Catherine Shoard 

Lars von Trier on Cannes walkouts: ‘I’m not sure they hated my film enough’

Director addresses storm over The House that Jack Built and his Cannes return, saying if he ever kills anyone it will be a journalist
  
  

‘ If you’re loved by everybody then you’ve failed’ … Lars von Trier (right) with Matt Dillon at Cannes.
‘If you’re loved by everybody then you’ve failed’ … Lars von Trier (right) with Matt Dillon at Cannes. Photograph: David M Benett

Lars von Trier has broken his silence on the reception to his latest film, The House That Jack Built, which premiered at the Cannes film festival on Monday to widespread outrage, a mass walkout and tepid reviews.

The drama stars Matt Dillon as a prolific serial killer who slaughters women and children and, in a flashback that has perhaps caused the most consternation, cuts the foot off a duckling. In an interview with Cineuropa, the Danish director said he was pleased by the reaction and it made him “very relaxed”.

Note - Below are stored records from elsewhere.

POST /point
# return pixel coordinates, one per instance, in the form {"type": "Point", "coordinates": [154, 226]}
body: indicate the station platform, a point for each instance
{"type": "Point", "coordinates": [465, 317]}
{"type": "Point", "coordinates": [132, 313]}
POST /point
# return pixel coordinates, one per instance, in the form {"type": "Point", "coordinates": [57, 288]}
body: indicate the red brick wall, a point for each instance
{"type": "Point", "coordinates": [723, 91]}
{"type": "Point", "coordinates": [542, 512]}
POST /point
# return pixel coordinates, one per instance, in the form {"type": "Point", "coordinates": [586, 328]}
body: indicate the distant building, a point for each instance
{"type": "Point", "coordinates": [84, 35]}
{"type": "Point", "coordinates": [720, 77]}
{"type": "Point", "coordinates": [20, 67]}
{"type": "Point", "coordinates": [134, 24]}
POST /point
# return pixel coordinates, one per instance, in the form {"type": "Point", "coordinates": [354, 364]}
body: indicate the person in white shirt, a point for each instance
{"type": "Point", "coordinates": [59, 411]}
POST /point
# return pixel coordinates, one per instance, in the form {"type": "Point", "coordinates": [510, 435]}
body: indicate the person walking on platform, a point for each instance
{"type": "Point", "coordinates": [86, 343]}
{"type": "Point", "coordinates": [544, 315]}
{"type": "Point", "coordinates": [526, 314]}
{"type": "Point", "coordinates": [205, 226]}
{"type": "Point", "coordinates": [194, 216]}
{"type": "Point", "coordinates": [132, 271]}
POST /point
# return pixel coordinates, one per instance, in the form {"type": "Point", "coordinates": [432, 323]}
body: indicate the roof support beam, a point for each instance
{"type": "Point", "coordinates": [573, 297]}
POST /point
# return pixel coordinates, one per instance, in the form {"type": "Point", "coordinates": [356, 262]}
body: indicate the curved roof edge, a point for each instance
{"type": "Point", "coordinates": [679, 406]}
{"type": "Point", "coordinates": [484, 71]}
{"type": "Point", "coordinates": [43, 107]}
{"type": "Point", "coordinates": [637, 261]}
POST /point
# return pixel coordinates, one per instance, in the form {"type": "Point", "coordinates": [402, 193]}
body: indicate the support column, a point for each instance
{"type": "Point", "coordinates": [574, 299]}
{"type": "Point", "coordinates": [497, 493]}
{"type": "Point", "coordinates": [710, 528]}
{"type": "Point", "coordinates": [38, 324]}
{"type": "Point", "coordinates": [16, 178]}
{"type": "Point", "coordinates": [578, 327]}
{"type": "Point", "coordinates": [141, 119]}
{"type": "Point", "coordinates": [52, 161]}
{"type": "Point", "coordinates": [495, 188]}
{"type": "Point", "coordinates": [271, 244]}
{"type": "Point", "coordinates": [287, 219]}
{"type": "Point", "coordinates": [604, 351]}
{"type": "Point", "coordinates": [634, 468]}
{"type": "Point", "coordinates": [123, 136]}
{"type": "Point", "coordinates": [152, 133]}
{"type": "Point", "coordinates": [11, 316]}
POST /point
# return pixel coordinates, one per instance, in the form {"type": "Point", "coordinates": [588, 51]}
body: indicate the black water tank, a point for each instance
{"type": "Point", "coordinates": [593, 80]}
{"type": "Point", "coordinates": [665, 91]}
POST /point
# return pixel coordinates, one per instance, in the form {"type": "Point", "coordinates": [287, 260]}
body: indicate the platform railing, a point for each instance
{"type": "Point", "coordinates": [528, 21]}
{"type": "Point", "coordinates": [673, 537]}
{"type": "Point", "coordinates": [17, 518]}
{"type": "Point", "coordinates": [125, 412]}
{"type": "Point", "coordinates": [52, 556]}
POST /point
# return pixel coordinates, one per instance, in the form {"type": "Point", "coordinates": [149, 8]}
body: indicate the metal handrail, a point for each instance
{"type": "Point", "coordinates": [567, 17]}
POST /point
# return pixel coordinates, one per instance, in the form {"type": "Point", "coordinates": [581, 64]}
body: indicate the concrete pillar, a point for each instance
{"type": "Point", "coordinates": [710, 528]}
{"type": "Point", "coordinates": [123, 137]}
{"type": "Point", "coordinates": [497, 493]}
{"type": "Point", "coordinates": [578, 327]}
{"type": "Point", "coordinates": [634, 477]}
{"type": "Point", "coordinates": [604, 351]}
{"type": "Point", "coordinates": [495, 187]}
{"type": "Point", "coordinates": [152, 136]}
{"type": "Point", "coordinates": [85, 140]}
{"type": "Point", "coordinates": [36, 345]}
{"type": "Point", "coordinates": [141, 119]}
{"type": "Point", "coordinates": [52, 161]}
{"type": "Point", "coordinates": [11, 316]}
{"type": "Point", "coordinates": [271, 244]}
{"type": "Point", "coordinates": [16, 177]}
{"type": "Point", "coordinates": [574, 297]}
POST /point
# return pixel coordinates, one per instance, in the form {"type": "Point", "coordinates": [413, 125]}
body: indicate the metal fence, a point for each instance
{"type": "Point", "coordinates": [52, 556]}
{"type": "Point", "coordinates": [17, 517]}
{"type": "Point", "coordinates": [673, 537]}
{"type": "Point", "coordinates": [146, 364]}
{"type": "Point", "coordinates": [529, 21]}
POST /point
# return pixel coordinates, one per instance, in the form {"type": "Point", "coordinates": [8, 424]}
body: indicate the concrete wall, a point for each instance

“It’s quite important not to be loved by everybody, because then you’ve failed. I’m not sure if they hated it enough, though. If it gets too popular, I’ll have a problem. But the reception seemed just about right, I think.”

Asked about his research for the film, Von Trier said he had read a lot of Patricia Highsmith and that it was “a pleasure to write”. While his knowledge of serial killers was sketchy, he added, “I do know a bit about psychopaths. I’ve never killed anyone myself. If I do, it will probably be a journalist.”

The premiere marked the return of the director to the festival that made him famous, having been declared “persona non grata” in 2011 after making a joke declaring kinship with Hitler in the press conference about his film Melancholia.

Von Trier paid tribute to the festival director, Thierry Frémaux, whom he said had been “working very hard for me … for some reason, it was difficult to remove the persona non grata thing”. The out-of-competition slot for The House That Jack Built was, he believed, “a little piece of remaining punishment”.

Reflecting on his time away from Cannes – 2014’s Nymphomaniac premiered at the Berlin film festival, where Von Trier did not attend the press conference – he said he had become “more humble” over the past seven years, in part because of his treatment for alcohol addiction. He added that the high anxiety of his return to the film festival meant that his temperance was on pause.

“At Cannes it’s impossible not to drink, so I’m taking a little holiday from the programme at the moment. I don’t take Antabus, because if I get a really big anxiety attack the only thing that works is alcohol.”